Dans son dernier rapport, le GIEC a émis des pistes pour maintenir le réchauffement climatique en dessous d’1,5°C. Cet objectif suppose des bouleversements tellement radicaux que les préconisations en deviennent inatteignables, selon Grégory Derville.
Il nous reste trois ans. Trois ans au maximum pour stabiliser la courbe du réchauffement climatique en dessous d’1,5°C. « Il faudrait un coup de baguette magique pour y arriver.
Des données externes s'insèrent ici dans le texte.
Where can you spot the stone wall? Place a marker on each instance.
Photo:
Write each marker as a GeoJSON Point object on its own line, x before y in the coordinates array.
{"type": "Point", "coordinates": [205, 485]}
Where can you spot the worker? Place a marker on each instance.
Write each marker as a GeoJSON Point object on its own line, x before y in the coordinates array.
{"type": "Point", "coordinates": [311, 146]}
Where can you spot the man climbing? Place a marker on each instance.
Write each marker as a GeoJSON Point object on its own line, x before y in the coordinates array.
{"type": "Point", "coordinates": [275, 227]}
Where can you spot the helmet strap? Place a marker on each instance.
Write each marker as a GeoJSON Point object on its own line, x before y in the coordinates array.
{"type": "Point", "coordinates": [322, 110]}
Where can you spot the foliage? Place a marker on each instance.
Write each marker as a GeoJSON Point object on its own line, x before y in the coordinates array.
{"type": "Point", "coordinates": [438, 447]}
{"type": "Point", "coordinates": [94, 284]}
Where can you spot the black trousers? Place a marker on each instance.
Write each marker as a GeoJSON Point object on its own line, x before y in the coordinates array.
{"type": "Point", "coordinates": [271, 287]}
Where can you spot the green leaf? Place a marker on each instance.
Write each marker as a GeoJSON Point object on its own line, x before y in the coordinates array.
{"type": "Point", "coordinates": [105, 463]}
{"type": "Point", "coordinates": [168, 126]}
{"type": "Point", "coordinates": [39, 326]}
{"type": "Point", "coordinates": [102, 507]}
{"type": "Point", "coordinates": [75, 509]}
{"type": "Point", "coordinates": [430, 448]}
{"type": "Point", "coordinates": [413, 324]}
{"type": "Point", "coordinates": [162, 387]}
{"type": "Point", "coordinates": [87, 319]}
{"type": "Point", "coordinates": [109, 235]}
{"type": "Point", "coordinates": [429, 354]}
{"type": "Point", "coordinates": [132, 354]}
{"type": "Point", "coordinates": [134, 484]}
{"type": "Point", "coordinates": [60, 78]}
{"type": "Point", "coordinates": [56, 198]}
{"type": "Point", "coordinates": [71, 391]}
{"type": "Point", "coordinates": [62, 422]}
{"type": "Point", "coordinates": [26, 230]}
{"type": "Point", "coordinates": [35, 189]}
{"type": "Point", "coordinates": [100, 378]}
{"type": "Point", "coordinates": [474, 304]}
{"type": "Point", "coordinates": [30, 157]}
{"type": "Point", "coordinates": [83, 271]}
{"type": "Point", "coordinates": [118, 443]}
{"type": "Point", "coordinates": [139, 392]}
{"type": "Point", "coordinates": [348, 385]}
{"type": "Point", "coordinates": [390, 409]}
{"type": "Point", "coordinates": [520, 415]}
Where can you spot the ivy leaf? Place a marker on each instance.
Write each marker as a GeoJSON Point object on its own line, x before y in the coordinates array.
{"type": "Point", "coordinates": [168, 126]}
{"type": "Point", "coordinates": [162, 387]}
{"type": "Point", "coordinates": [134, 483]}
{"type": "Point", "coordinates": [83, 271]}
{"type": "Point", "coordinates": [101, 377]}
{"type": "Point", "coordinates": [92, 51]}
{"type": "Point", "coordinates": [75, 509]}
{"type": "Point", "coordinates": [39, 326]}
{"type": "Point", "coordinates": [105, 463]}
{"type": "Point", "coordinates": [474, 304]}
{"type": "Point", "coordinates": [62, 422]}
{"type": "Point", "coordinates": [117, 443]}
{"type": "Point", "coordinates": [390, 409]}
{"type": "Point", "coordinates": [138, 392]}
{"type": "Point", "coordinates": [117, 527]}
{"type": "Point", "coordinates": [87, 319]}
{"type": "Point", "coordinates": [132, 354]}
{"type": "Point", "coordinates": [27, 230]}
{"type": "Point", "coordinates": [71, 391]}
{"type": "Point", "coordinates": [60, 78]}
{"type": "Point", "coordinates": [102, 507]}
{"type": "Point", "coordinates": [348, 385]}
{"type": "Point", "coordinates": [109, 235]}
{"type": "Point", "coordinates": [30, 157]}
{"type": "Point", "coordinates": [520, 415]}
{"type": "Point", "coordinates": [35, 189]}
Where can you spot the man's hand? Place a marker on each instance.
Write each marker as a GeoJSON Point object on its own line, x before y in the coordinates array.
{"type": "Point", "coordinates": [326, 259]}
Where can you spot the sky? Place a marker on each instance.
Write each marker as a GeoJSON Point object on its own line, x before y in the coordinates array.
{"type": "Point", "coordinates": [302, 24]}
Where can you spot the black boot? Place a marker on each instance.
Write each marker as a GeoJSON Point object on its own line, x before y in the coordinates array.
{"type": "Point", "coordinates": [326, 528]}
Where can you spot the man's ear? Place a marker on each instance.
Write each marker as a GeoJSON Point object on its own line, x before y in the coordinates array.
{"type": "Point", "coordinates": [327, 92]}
Les engagements qui sont pris actuellement nous amènent à plus de 3°C, ce qui rend déjà la planète non vivable à la fin du siècle » explique Gregory Derville, maître de conférences en écologie politique à l’université de Lille.
Dans le dernier volet de son 6e rapport sur les conséquences du réchauffement climatique d’avril 2022, le groupe d’experts intergouvernemental sur l’évolution du climat (GIEC) alerte sur l’urgence des actions à mettre en place : investir plus massivement dans des techniques décarbonées, bloquer les financements des énergies fossiles, améliorer le fonctionnement des puits de carbone… autant de pistes qui visent à diminuer les émissions de gaz à effet de serre entre 40% et 70% d’ici 2050.
Mais « une bonne partie des solutions préconisées ne sont même pas les plus pertinentes, regrette Gregory Derville, le verdissement de la société industrielle, la décarbonation d’énergies renouvelables… ce sont des solutions insuffisantes qui n’engagent pas un changement d’état radical qui est indispensable ».
Un rapport « pas assez brutal, presque angélique »
Un rapport final de près de 4000 pages qui n’est « pas assez brutal dans sa manière d’alerter sur les solutions et qui accorde encore trop d’importance aux solutions technologiques » pour le professeur d’écologie politique. « C’est un discours très rassurant qu’on a tous envie d’entendre, mais la réalité, c’est qu’on va morfler ».
Les solutions proposées dans le cadre de ce rapport n’insistent pas assez sur la nécessité d’un bouleversement sociétal et d’une prise de conscience urgente. Pour atteindre la neutralité carbone d’ici 2050, il est impératif d’opérer un changement radical de notre manière de vivre sur Terre.
Mais c’est un objectif difficile à atteindre selon les spécialistes. Il obligerait des actions immédiates sur le plan technologique, mais surtout sur le plan social. Si tous les pays du monde réduisaient leurs émissions de dioxyde de carbone de moitié d’ici 2030, nous pourrions atteindre la neutralité carbone en 2050 et limiter le réchauffement à 1,5°C. Cette solution serait « techniquement faisable, admet Gregory Derville, mais politiquement et socialement inaccessible ».